Sierra Commons helps power county’s small businesses, entrepreneurs
When Grass Valley resident Mike Mooers founded Wicked Good Copywriting in 2010, he was primarily working out of his home to produce website and catalog copy for the outdoor industries — but the home office set-up just didn’t suit him.
“Being at home, being in the guest bedroom or wherever you are is not conducive to productivity and creativity,” said Mooers, 52. “No matter what kind of blinders you can put on, life gets in the way.”
Mooers heard about the coworking space available at then-recently-opened nonprofit Sierra Commons, and decided to give it a try. He’s been using the space five days a week ever since — and it’s been key for him as he operates his business.
“Being able to go into an office where people were working and business was getting done in a real kind of positive environment was a big step up for me,” Mooers said.

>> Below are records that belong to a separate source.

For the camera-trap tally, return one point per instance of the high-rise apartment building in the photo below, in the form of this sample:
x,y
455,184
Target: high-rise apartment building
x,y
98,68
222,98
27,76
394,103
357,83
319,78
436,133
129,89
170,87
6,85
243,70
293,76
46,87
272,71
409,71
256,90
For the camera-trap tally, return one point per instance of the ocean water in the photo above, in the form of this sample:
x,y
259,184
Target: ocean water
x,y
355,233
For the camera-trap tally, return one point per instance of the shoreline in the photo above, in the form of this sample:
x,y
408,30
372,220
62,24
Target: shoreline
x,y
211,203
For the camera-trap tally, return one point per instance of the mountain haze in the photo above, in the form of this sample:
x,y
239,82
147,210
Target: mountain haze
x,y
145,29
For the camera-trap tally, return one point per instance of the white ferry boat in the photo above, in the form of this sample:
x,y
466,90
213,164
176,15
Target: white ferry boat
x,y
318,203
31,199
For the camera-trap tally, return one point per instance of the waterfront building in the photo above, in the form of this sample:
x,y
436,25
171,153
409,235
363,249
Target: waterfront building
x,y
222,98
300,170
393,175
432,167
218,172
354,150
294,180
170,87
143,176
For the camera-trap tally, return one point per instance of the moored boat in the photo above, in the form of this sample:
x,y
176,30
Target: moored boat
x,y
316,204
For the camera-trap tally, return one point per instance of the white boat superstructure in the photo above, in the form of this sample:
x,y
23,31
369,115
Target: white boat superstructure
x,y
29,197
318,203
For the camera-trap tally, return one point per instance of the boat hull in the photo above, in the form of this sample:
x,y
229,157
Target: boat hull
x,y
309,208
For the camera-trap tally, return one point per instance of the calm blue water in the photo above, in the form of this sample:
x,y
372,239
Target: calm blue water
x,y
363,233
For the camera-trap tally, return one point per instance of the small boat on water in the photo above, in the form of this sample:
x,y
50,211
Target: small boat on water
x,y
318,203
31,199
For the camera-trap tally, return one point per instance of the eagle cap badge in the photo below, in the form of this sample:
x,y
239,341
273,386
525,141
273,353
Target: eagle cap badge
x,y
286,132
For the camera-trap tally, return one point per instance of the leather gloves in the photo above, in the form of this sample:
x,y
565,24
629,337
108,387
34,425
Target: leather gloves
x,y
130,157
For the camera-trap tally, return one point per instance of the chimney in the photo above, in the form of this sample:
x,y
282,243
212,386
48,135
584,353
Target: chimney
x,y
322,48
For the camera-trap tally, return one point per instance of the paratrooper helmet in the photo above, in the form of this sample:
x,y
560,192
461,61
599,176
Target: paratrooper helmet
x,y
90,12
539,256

Since opening its doors six years ago, Sierra Commons has become a valuable resource for Nevada County’s entrepreneurs and small business owners, serving as a hub for mentoring, education and collaboration.
Nevada County residents — from artists to computer programmers to caterers — provide the ideas and creativity; Sierra Commons helps give them the tools to start, maintain or grow their business.
“People know that they can come to us with their questions and they know that they can get answers,” said Hilary Hodge, the organization’s executive director.
Leah Walsh had a lot of questions about opening a business after she relocated from Alaska to Nevada County a couple of years ago. She originally began applying for jobs after moving to the area, but wasn’t finding a fit.
“With the energy in this community, it became real in my mind that I could actually start my own business,” said Walsh, 30.
She enrolled in the business ignitor course at Sierra Commons — a multi-week course that takes entrepreneurs through the essentials of starting a business, from creating a business plan to building a website to filing taxes.
More than 100 small business owners have graduated from the program to date.
She stepped out of the class to solidify her business concept before re-enrolling last spring; she recently completed the course.
“I got so much out of that, I can’t even imagine having started a business without it, honestly,” Walsh said.
She’s still working on the concept of her business, but said the spirit of it will be focused on local food movements and “connecting people with food.”
She’s focused on something that was emphasized in the business ignitor course — doing market research around her concept to judge its viability.
The ignitor course helped her see that taking time to lay those kind of foundations is crucial.
“You’ll save yourself so much time, money and energy in the future by reflecting and getting more strategic and (getting) mentorship around the areas of the business that are ready to grow,” Walsh said.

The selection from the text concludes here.